A group of scientists from the European Laboratory of Molecular Biology (EMBL) and the German Oncological Research Center (DKFZ) They have developed a generative the AI model which can analyze large -scale medical records and estimate how humans evolves over time. As a result, it is able to predict both the risk and the probable moment of appearance of more than a thousand diseases.
To train this system, the researchers who have developed it used anonymous data of more than 400,000 patients from the UK Biobank, and their capacity with information of 1.9 million people from the Denmark Patients Registry was validated. All data used in the process were used anonymized under strict ethical standards.
UK Biobank participants gave their informed consent, and the Danish data were analyzed according to national regulations, without leaving the country. The researchers used safe virtual systems to ensure privacy and compliance with ethical standards.
As its creators have commented, the launch of this model is one of the most complete demonstrations made so far of how generative AI can model the progression of human diseases in different health systems.
The work detailing the development and training of the model, published in the journal Nature, is the result of a collaboration between the DKFZ, the EMBL and the University of Copenhagen. This AI is based on principles similar to those of large language models. Learn from health data, to represent medical records as sequences of events, such as diagnoses or lifestyle factors such as smoking, which occur in a certain order and with time intervals between them.
The system, so far it works very well according to its developers in diseases with consistent development patterns. As certain types of cancer, heart attacks or sepsis. As with weather predictions, it offers that probabilities, not certainties. For example, it is able to estimate the risk that a person can develop cardiovascular disease in next year, expressed as percentages over time.
Some events, such as the risk of infarction hospitalization can be anticipated with greater precision with the model, but others present more uncertainty. In any case, their short -term predictions are more reliable than those made in the long term.
Another example shows that in cohorts of the Biobank of the United Kingdom between 50 and 55 years, the risk of infarction varies from a probability of 1 between 10,000 per year to 1 between 100, according to previous diagnoses and lifestyle. Women have a minor risk, but with a similar distribution. The model also establishes that in general, probability increases with age, and a systematic evaluation showed that the calculated risks of the model correspond well with the cases observed.
The model is calibrated to produce accurate estimates at a populations scale, but has limitations. Thus, the data of the UK Biobank focuses on people between 40 and 60 years old, which leaves out the pediatric diseases and those of adolescents or the elderly. It also has demographic biases due to the lack of diversity in the data and has a sub -presentation of certain ethnic groups.
This, among other things, means that it is not yet ready for clinical application, although it already allows researchers to study how diseases develop, explore the impact of lifestyle and medical history on long -term risk. Also simulate health results with artificial data in contexts where real data are inaccessible. In the future it is expected that other similar models trained with more representative data can help identify high -risk patients and better plan health resources.

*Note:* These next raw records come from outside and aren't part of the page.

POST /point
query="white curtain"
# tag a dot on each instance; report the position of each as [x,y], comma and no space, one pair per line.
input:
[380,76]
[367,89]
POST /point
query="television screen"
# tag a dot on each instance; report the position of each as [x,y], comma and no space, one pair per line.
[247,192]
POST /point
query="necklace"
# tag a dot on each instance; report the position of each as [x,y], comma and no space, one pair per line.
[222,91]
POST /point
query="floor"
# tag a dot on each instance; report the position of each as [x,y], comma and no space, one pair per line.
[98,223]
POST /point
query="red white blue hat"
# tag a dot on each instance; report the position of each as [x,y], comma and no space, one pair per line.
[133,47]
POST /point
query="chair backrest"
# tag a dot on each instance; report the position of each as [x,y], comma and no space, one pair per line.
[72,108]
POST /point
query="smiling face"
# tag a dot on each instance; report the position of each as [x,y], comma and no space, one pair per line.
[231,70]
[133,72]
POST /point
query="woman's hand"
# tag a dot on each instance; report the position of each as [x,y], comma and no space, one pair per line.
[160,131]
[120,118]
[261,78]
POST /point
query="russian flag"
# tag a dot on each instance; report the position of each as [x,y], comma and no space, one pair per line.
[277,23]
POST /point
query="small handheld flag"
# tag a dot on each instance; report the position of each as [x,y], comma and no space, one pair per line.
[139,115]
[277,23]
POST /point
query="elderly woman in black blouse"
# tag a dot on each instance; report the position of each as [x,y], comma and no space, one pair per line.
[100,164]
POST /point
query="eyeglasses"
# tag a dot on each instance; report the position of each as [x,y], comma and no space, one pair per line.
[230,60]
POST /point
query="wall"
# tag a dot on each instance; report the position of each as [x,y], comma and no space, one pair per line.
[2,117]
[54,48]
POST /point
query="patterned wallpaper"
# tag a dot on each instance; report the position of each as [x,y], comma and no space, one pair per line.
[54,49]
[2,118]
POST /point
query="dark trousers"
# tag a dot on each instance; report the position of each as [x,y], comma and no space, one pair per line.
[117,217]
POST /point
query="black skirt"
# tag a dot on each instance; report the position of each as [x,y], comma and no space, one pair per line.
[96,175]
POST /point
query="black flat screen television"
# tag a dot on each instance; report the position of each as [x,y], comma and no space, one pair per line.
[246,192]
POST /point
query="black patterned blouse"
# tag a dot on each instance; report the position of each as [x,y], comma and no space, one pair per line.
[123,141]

Ewan Birney, interim general director of the EMBLhe commented that this model of AI «It is a proof of concept: it shows that it is possible to learn from our long -term health patterns and use this information to generate valuable predictions. If we model how diseases develop over time, we can begin to explore when certain risks begin to emerge and this allows us to plan preventive interventions. It is a great step towards a personalized health system and towards preventive medicine«.
Tom Fitzgerald, EMBL researcherhe commented that «Medical events often follow predictable patterns. Our AI model learns those patterns and can predict health results. It provides us with a way to explore what could happen to a person based on their medical history and other key factors. Obviously prediction is not a certainty, but an estimate of potential risks«.
As to Moritz Gerstung, director of the DIVOLOGY DIVISION OF DKFZstressed that «This is the principle of a new way of understanding human health and the development of diseases. Someday, generative models like ours could help customize assistance already anticipate large -scale health needs. By learning from great populations, these models offer a powerful perspective on how diseases develop and, in the long run, they could help make preventive and more personalized interventions«.